On Thursday evening, the NYC Rent Guidelines Board voted to adopt proposed rent increases for rent stabilized apartments of between 2% - 4% for a one-year lease and 4% - 6% for a two-year lease. The proposed rent increases would apply to any rent stabilized lease that commences between October 1, 2022 and September 30, 2023. The Board is expected to hold a final vote to decide the approved rent increases for rent stabilized tenants in June.
Assemblyman Jeffrey Dinowitz has issued the following statement in response:
"Tens of thousands of New Yorkers are still struggling to make end meets as our city continues to experience the economic fallout of the COVID-19 pandemic. Even before the pandemic, hundreds of thousands of rent stabilized tenants were already severely rent burdened, paying more than half their income on rent alone. We cannot ignore the reality that landlords have rammed through rent increases for decades, particularly in the form of abuses of major capital improvement and individual apartment improvement increases prior to our 2019 reform of state housing law. Now is not the time to capitulate to the landlord lobby by approving an onerous rent increase that will only add to difficulty that New York’s rent stabilized tenants are experiencing.

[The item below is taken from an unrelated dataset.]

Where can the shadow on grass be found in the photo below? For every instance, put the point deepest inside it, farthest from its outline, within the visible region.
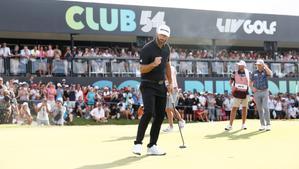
(116, 163)
(124, 138)
(233, 136)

"My top priority during the pandemic and before has been to help keep New Yorkers in their homes. That is why we passed my two laws, the Tenant Safe Harbor Act and the COVID-19 Emergency Eviction and Foreclosure Prevention Act. That is why we added funds to the ERAP and LRAP programs in our state budget this year. I strongly urge the Rent Guidelines Board to reconsider their proposed increases and to instead approve a rent freeze so that people are not forced out onto the streets, in direct contradiction of the goals of rent stabilization."